On Tuesday, Kenya Pipeline Company (KPC) managing director Joe Sang said 31,983 barrels of oil had been received in Mombasa from Turkana with only five months left before the May target date for the first shipment.
“We had received some 227 trucks as at 31st October 2018 and we are expected to have the required volume of 200,000 barrels for initial crude export in May 2019,” Mr Sang’ told the National Assembly Departmental Committee on Energy.
The crude is being trucked from Turkana to the Kenya Petroleum Refineries tanks managed by the KPC in Mombasa. The trucking of crude apart from being faulted for being an expensive experiment has faced headwinds with community protests that stalled it barely two months after it was flagged off by President Uhuru Kenyatta on June 3.
Petroleum Permanent Secretary Andrew Kamau who also appeared before the committee said the pilot scheme will help test the market for Kenya’s crude and production infrastructure.
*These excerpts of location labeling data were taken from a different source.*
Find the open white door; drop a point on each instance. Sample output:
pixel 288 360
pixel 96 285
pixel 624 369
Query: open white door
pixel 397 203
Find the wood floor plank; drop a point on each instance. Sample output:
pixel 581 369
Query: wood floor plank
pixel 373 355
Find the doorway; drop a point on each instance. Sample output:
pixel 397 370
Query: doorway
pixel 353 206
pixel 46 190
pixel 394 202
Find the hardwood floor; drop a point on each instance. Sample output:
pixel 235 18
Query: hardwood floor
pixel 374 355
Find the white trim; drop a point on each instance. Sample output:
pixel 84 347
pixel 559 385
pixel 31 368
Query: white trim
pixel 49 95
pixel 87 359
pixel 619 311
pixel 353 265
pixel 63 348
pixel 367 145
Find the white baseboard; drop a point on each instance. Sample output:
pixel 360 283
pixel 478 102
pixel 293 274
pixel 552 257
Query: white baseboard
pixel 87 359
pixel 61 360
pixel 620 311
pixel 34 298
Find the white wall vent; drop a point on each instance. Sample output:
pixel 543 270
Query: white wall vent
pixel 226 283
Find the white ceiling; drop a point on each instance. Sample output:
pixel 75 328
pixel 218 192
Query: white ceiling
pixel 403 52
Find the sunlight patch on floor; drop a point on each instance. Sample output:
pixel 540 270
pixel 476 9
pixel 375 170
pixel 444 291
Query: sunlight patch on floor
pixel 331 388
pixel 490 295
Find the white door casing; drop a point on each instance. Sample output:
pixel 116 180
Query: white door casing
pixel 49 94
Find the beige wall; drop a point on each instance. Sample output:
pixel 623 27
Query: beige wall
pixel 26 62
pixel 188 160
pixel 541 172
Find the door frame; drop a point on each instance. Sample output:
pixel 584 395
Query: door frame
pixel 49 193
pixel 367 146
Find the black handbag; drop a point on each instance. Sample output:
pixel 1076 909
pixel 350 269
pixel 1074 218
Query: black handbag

“First, we have been able to establish the infrastructure needed to deliver equipment to Turkana and even more importantly, we are able to identify issues that would arise especially from the community when we make the major investment in the years to come. The protests that stalled the trucking in June were definitely a learning point, “Mr Kamau said.
The price for crude from Kenya and neighbouring Uganda has not yet been fixed. The product is light crude but is waxy, a drawback as it needs to be heated for transport to stay liquid.
But its extremely low sulphur content is an advantage. A 0.5 percent sulphur limit will be imposed on marine fuels from 2020 by the International Maritime Organisation, down from 3.5 percent.